« Manifestation interdite ». A Paris ? Non, à Séoul.

Le 5 décembre, la Confédération coréenne des syndicats (KCTU) a annoncé une nouvelle manifestation contre la libéralisation du marché du travail et contre l’instauration de manuels scolaires d’Etat visant à promouvoir le révisionnisme historique sur la période de la dictature militaire (notamment la présidence de Park Chung-hee, père de l’actuelle présidente Park Geun-hye). Cette nouvelle manifestation reprend les thèmes du précédent rassemblement organisé à Séoul le 14 novembre 2015, le plus important dans la capitale depuis 2008. Sa répression avait conduit à un bilan de 29 blessés parmi les manifestants.

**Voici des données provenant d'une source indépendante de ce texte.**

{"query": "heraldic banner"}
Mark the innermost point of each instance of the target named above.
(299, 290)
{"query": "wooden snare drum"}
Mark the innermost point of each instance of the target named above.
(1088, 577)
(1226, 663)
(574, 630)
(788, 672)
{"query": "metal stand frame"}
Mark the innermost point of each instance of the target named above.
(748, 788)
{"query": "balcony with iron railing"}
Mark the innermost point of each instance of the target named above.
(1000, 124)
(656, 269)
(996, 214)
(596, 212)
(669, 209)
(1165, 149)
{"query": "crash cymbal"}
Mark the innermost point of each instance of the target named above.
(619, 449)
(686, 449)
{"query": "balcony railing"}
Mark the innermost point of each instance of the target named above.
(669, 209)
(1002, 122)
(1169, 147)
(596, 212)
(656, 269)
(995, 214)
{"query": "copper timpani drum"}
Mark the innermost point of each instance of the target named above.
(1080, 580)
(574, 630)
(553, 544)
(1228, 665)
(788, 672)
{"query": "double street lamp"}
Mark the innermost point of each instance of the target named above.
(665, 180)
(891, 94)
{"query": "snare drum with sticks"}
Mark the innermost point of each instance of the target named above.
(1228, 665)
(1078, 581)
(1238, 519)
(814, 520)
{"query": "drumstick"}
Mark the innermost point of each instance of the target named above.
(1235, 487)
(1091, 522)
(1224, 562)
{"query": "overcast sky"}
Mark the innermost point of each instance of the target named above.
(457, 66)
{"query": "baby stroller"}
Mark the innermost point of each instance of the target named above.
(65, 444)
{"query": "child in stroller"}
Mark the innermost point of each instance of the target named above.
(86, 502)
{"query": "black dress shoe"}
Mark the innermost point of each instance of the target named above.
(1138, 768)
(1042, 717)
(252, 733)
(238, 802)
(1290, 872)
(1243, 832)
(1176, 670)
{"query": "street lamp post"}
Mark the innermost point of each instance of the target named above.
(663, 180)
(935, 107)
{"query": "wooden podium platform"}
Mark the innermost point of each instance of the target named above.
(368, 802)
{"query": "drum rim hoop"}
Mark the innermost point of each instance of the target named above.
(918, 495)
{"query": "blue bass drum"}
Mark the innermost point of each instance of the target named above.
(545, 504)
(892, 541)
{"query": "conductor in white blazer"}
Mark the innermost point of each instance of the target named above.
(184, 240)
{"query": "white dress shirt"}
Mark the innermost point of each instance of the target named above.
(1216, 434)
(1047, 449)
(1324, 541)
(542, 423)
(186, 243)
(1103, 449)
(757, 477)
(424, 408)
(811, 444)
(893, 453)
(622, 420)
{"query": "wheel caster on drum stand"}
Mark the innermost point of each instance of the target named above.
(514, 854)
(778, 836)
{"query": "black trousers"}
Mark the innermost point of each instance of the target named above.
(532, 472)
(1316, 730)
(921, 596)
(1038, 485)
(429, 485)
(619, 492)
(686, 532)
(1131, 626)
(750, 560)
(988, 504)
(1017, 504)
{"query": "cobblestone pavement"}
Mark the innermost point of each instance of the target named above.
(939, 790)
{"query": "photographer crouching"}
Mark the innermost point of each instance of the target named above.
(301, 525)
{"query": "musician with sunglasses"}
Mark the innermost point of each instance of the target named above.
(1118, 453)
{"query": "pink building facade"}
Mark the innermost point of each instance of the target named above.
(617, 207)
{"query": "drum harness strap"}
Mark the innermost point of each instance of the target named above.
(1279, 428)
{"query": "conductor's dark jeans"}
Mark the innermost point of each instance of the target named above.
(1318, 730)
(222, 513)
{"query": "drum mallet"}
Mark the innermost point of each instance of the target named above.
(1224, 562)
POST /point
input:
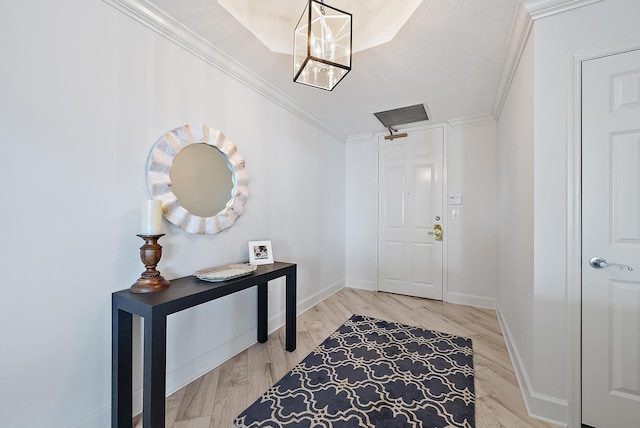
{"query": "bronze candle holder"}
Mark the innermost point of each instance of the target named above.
(150, 254)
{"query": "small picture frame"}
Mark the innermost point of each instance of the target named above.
(260, 252)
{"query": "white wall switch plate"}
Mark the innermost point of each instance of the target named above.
(455, 200)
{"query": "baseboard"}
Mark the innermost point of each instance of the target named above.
(361, 284)
(277, 321)
(470, 300)
(539, 406)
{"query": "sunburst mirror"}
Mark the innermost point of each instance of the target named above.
(200, 178)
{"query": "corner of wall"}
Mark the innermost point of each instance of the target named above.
(539, 406)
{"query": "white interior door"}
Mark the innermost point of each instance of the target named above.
(410, 204)
(611, 231)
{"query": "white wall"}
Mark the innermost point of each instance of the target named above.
(361, 192)
(592, 26)
(471, 241)
(86, 91)
(515, 213)
(532, 296)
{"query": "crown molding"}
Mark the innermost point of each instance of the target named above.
(520, 30)
(163, 24)
(466, 122)
(543, 8)
(527, 12)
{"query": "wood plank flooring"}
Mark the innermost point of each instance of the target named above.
(215, 399)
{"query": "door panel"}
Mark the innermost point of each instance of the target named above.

Alors que les autorités sud-coréennes ont opéré un raid policier sans précédent dans les locaux de la KCTU après la manifestation du 14 novembre, et qu’elles poursuivent leur chasse à l’homme contre le Président de la KCTU Han Sang-kyun, la manifestation du 5 décembre a été interdite sous prétexte d’un risque d’actions violentes : une telle mesure est contraire aux principes démocratiques de base, qui imposent une proportionnalité des mesures de police restreignant les libertés de réunion et de manifestation aux risques effectifs de débordement. Or rien ne prouve que ce risque est accru par rapport aux précédentes manifestations en Corée du Sud, sauf à considérer qu’une telle situation résulterait des provocations policières ourdies par les autorités : celles-ci n’ont-elles pas tenté, le 14 novembre, de faire enlever en pleine rue le Président de la KCTU par des policiers en civil ? N’ont-elles pas décidé d’envoyer des milliers d’hommes au siège de la KCTU dans une opération jamais vue depuis la création du syndicat en 1995, dans une volonté d’assimiler l’opposition au gouvernement à des opérations relevant du régime des actions terroristes – pour prendre des mesures qui ressemblent étrangement à celles en vigueur à Paris, endeuillée – contrairement à Séoul – par des attentats terroristes qui ont, eux, été lourdement meurtriers ? Et le ministère de la Justice sud-coréen n’ordonne-t-il pas à Han Sang-kyun, réfugié dans un temple bouddhiste depuis deux semaines, de se rendre, en menaçant de poursuites ceux qui l’aident à se soustraire à une justice aux ordres ?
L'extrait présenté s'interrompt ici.